Classic weight-management supplement ingredients like Garcinia cambogia, which suppresses appetite, or green coffee bean extract, which increases metabolism, don’t address leptin and the endocrine system. “These products were not effective enough,” Pande said. “They give external stimuli, but only while they are there. Next time when you take the same thing again, it won’t even work well because they work on receptors. Receptors are ever-present. They’re lightbulb switches. You switch them more and more and they become ineffective all the time. So that’s the problem.”

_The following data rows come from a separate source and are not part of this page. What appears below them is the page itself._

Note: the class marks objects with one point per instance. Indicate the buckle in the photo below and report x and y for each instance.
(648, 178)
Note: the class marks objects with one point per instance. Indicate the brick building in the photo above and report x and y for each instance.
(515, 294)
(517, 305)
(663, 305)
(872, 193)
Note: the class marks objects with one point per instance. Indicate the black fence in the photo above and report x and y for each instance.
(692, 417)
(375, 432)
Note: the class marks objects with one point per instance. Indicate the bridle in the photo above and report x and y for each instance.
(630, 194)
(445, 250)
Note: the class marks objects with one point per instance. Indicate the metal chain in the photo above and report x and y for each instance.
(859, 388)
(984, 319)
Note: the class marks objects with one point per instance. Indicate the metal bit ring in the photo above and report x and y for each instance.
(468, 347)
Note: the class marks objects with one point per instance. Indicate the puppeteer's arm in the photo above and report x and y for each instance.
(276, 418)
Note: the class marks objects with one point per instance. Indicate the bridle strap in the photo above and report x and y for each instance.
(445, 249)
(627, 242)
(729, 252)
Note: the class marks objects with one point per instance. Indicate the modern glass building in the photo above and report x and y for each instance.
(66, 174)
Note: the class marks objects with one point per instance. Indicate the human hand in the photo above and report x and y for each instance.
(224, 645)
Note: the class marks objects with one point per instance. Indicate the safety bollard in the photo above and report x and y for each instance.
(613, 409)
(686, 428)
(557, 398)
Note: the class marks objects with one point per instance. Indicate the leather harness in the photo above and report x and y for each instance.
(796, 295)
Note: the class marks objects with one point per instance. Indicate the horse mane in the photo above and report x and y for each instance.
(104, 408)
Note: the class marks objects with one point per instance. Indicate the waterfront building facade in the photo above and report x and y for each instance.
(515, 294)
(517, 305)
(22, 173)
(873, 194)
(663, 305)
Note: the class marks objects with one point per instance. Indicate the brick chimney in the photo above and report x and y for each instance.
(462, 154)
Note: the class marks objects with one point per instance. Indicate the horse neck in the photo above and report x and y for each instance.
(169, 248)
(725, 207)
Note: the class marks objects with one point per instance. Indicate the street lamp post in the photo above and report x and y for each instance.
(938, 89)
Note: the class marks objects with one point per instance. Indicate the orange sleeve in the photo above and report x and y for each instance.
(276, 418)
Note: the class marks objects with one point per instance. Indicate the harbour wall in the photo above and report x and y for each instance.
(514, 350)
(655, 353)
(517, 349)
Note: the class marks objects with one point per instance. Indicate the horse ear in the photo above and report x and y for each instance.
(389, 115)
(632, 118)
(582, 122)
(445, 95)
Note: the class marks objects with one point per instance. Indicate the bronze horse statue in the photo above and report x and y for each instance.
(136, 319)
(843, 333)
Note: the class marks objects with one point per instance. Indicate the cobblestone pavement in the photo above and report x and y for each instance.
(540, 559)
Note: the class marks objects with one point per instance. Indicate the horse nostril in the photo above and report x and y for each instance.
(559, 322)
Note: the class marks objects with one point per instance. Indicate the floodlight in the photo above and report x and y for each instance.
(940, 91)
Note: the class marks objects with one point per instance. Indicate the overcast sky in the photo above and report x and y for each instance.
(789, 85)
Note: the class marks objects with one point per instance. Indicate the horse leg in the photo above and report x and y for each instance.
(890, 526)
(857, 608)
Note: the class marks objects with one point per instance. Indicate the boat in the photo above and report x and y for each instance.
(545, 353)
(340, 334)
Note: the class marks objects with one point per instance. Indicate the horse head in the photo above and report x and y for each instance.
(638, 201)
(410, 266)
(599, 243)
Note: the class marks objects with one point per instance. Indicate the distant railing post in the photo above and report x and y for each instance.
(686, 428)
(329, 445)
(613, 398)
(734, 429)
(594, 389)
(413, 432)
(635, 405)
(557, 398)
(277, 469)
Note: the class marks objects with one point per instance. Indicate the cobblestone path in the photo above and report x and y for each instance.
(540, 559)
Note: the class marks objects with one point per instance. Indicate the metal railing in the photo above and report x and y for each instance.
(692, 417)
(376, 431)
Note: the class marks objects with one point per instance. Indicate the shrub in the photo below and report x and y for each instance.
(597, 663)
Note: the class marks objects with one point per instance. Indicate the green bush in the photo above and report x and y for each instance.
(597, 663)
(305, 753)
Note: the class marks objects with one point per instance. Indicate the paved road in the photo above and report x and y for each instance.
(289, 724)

“CurCousin deals with the problem differently,” Pande continued. Because CurCousin helps manage leptin levels, “you are managing your adiponectin,” he said. CurCousin also helps improve HBA1C levels and improve lipid levels, and can also maintain microbiome diversity (because obese individuals have been found to have microbiomes that are less diverse compared to healthy subjects).

In addition to CurCousin, Sabinsa offers its LivLonga ingredient, a combination of Garcinia cambogia and curcumin, which supports people with fatty liver, which is “basically a hepatic manifestation of obesity or metabolic imbalances,” Pande said. “So these things are very much closely related to each other.” He contrasted LivLonga with the detoxifying liver-support ingredients—“basically silymarin-based products”—that have been most common in the market so far.

Sabinsa’s goal is to reframe the conversation around overall metabolic health. That is where Pande said the company will be focusing its ingredient development as well.

“I think this is a year when we really have been focusing and will continue to focus on educating the consumer that metabolic health and weight loss are not two separate things,” he said. “Your active-lifestyle scenario can only be fortified if you look into metabolic health as an overall. Today, metabolic health is more likely a route because it blends all the effects of the microbiome, good nutrition, and your overall general health, because you can’t create one without managing the other. Metabolic syndrome basically constitutes hypertensive nature, hyperlipidemia, hyperglycemia, cell obesity. So these things, you can’t treat them separately.”

He concluded: “You need to balance out your supplemental regimen in order to get the balance back in the system. It’s all about getting the metabolic balances.”